It's been said ad nauseum but I can't get over how surreal it is that we have two final candidates for president whom I wouldn't trust on Columbus city council let alone as president. For the first time it seems like we're going to get a president we really don't deserve. As much as I didn't like Clinton or Obama, both looked at semi-plausible on paper (or, in Obama's case, without paper trail) in their initial election.
Bill Clinton was a bit shady, but seemed to govern his state well enough. Obama was the flip image: squeaky clean, but without governing experience.
Now we get Hillary, both corrupt and no credible governing experience (the Senate is like college - a six-year vacation from the realities of life - and as Sec of State she had no successes and some notable failures), and Trump has no governing experience and makes ridiculous promises either out of invincible ignorance or conman cunning. He's either a clown, as my stepson refers to him, or despot, but the despot and the clown often look like a joke until they're not. Hitler was initially laughed at and not taken seriously.
I could easily have Trump Derangement Syndrome and certainly I hope do for the country's sake, meaning that I'm greatly exaggerating his potential for mischief, but I can't help but think of the Hilaire Belloc quote given how we love the inversion of the liberals' politically correct speech and yet…:
We sit by and watch the barbarian. We tolerate him in the long stretches of peace, we are not afraid. We are tickled by his irreverence; his comic inversion of our old certitudes and our fixed creed refreshes us; we laugh. But as we laugh we are watched by large and awful faces from beyond, and on these faces there are no smiles.So out of a country of 300+ million we've ended up with two finalists whom we already know suck profoundly even going in. Now it's one thing to get someone as president who we didn't know would hoodwink us, but here we are knowing we're hoodwinked ahead of time.
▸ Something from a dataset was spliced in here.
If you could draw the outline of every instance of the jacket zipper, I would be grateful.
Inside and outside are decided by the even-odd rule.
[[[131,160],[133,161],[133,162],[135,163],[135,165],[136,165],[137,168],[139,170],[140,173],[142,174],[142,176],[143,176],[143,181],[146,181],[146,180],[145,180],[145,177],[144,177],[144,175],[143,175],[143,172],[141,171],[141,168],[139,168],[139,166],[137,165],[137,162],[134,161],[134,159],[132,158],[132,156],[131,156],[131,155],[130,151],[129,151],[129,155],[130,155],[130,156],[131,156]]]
Columnist Kathleen Parker writes "One might wish that Sen. Lindsey Graham’s (R-S.C.) quip about a contest between her and Trump were correct. More or less, he said that corrupt beats crazy every time...For Clinton to prevail over Trump…support depends on the answer to a tricky question: Is she really as liberal as she’s promising to be, or is she faking? Trump-leaning voters face the same challenge: Is he really as awful as he seems, or has he just been bluffing?"